Alagappan Muthu (ESPNcricinfo)
The romance of T20 cricket is that one ball can change the game. Cobras were reminded of it in gruesome fashion in the 18th over. Their lead bowler Vernon Philander had routed Hobart Hurricanes’ final hope when he had Aiden Blizzard caught on the long-on boundary, and it did not augur well for the chase that a new batsman had to come in with an equation of 38 off 17 balls. Blizzard was walking off the field when he was asked to wait; the umpires wanted to double-check the legality of the ball. The replay gutted Cobras – Philander had overstepped.
Blizzard had reached his fifty off the previous delivery, and he feasted on the free-hit – that monstrous six over square leg was part of a 24-run over. A match that had slowly been tipping into the Cobras’ hands was wrested away and Hurricanes hurtled to victory with one over to spare.
Philander was completely thrown. He dished out length balls and worse full tosses to be carted for two fours and two sixes in seven deliveries. Philander had caused confusion among the Hurricanes’ bowlers when Cobras batted, and had been a vital cog in a seventh-wicket partnership that razed 52 runs in four overs and inflated the target to 185. Memories of his 32 off 14 evaporated, however, as Blizzard reaped his luck to take 26 runs off eight balls to finish unbeaten on 78 off 48.

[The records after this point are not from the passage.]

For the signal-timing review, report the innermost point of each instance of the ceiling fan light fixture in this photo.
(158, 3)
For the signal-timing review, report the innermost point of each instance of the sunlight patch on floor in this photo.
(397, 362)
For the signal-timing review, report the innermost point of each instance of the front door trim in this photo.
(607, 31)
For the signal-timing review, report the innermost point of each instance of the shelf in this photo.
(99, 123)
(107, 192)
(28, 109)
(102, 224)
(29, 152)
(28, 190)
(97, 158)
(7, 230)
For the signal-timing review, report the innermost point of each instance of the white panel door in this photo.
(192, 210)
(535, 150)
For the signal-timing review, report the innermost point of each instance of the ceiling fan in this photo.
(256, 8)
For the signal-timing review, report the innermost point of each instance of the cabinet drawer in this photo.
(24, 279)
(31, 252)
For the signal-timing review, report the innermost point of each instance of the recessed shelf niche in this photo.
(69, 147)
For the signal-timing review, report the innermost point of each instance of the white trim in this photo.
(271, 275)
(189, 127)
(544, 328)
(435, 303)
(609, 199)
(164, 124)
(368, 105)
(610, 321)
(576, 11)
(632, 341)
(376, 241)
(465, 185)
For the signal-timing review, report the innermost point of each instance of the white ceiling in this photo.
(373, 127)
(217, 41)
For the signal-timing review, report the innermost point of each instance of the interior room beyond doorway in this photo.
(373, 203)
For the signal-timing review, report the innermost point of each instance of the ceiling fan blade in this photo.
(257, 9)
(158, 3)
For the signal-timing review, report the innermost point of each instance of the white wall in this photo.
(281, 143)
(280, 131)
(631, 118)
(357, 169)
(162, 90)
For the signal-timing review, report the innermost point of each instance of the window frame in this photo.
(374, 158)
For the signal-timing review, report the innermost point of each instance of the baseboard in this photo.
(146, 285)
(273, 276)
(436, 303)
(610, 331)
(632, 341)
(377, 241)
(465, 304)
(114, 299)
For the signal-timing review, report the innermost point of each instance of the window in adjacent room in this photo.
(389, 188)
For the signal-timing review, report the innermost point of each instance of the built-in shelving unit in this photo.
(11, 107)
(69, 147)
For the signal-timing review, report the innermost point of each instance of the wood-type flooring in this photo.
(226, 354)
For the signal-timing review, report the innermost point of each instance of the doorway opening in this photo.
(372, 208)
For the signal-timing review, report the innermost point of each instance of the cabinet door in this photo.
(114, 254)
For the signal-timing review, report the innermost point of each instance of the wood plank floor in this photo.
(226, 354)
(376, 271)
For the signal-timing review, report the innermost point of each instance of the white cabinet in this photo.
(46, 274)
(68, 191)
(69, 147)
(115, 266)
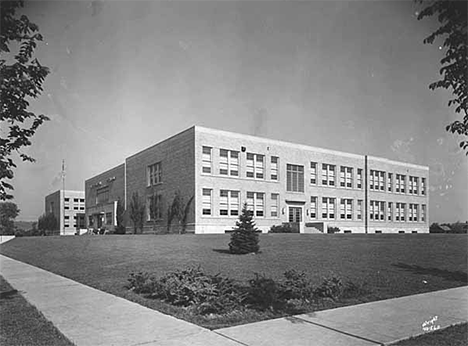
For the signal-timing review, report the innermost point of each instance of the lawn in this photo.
(21, 323)
(387, 265)
(452, 336)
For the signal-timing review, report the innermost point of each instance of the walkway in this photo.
(91, 317)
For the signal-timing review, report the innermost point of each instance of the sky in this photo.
(344, 75)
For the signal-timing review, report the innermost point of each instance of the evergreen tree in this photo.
(244, 239)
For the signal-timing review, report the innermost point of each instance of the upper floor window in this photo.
(346, 176)
(154, 174)
(377, 180)
(274, 207)
(328, 174)
(206, 202)
(274, 168)
(389, 182)
(313, 173)
(256, 203)
(328, 208)
(413, 185)
(255, 166)
(313, 207)
(102, 195)
(359, 210)
(229, 202)
(346, 209)
(294, 178)
(206, 160)
(359, 178)
(228, 162)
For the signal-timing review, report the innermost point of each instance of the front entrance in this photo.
(295, 217)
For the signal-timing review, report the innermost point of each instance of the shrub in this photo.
(331, 287)
(284, 228)
(191, 288)
(244, 238)
(331, 229)
(265, 293)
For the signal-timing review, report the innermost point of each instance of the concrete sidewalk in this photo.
(377, 323)
(90, 317)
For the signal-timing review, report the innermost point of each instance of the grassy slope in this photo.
(22, 324)
(452, 336)
(388, 265)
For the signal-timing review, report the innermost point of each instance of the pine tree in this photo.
(244, 239)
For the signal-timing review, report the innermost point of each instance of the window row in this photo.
(230, 203)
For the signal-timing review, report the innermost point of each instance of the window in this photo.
(313, 173)
(206, 160)
(359, 210)
(154, 207)
(389, 211)
(274, 168)
(359, 178)
(206, 202)
(102, 195)
(229, 203)
(228, 162)
(154, 174)
(346, 209)
(313, 207)
(328, 174)
(346, 176)
(400, 211)
(256, 203)
(377, 180)
(255, 166)
(294, 178)
(389, 182)
(274, 207)
(400, 183)
(109, 219)
(413, 185)
(377, 210)
(328, 208)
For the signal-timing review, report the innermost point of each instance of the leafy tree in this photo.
(8, 213)
(244, 239)
(119, 216)
(48, 224)
(21, 79)
(452, 15)
(137, 213)
(179, 211)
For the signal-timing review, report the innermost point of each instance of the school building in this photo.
(218, 171)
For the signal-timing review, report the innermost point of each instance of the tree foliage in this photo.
(244, 239)
(22, 77)
(137, 213)
(8, 213)
(452, 15)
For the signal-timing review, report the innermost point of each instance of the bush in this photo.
(192, 288)
(284, 228)
(331, 229)
(331, 287)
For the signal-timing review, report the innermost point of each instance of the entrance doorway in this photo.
(295, 217)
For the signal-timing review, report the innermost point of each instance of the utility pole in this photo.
(63, 189)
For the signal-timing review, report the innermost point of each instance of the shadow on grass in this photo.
(225, 251)
(446, 274)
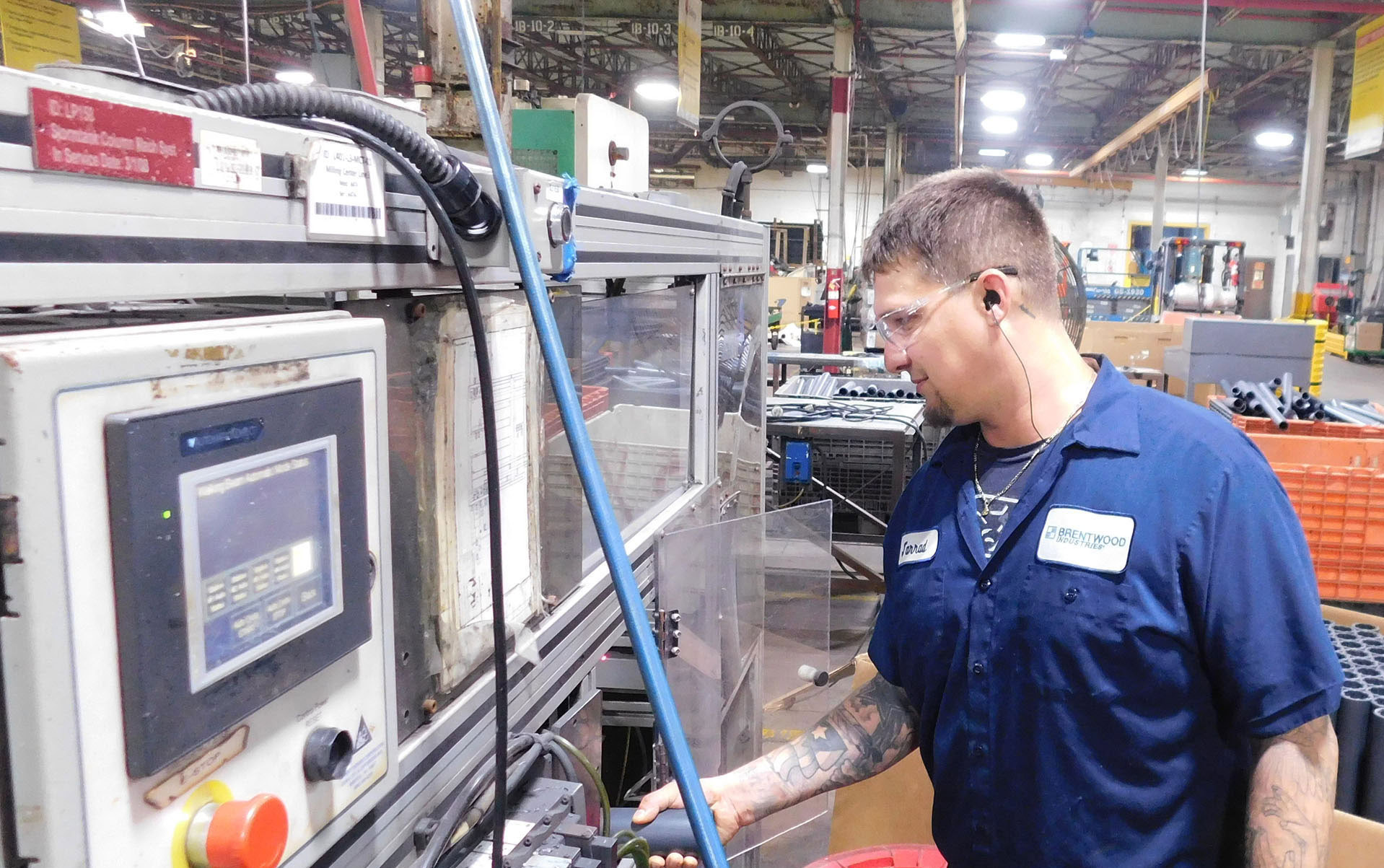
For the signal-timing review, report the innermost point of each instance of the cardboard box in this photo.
(1203, 392)
(1365, 337)
(895, 807)
(1138, 345)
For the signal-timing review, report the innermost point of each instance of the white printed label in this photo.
(918, 547)
(229, 162)
(345, 191)
(1091, 540)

Both teams were pleased with the pitch at the start of the game. Hurricanes captain Tim Paine said it looked “terrific”; his Cobras counterpart Justin Ontong foresaw some turn and loaded his side with an extra spinner. Dane Piedt’s impact was minimal though as he injured his right arm but the other change, Sybrand Engelbrecht, thrived. The slower he bowled, the more difficult it got for Hurricanes. By the end of Engelbrecht’s spell – 4-0-20-3 – the equation was 60 off 30 balls. Charl Langeveldt, who reversed his retirement for this tournament, compounded that with a terrific 17th over that yielded only six runs – one of which was a tight wide call.
Blizzard was saddled with a required rate that was inching to 15. He had used pure power to fuel his innings and the ploy hadn’t been as effective when the bowlers opted to change their pace. His tally against spin was 29 off 27. But the situation empowered him to continue and Cobras helped him by feeding him pace and worse, at the exact length a batsman would like. His innings overshadowed another half-century at the top of the order. Ben Dunk had accumulated 41 of the 51-run opening stand.
At that stage, the chase looked perfectly on course. Cobras’ 62 runs in their Powerplay was the best in this CLT20. Hurricanes missed that by only three runs. Cobras edged ahead during a tight middle-overs period in the Hurricanes’ innings – only 47 runs came between the ninth and the 15th and there were three wickets as well.
But in the end they were disconsolate and in disbelief. They were still without points despite a blitz from Richard Levi, who offset the early dismissal of Hashim Amla with a typically muscular 42 off 30. The Hurricanes’ bowlers took their time recognising the impact of changing their pace. They had tested the pitch with Xavier Doherty in the third over. In the fifth, he beat Levi’s outside edge but the batsman hit back with two successive fours.
Eventually they caught on with Ben Laughlin showing off different variations of his slower ball to pick up 2 for 31. Levi’s dismissal in the 10th over helped, but just as the innings seemed to be meandering, Robin Peterson’s unorthodoxy and Philander peppering the straight boundary revived them. However, Philander’s luck ran out when it was time to bowl.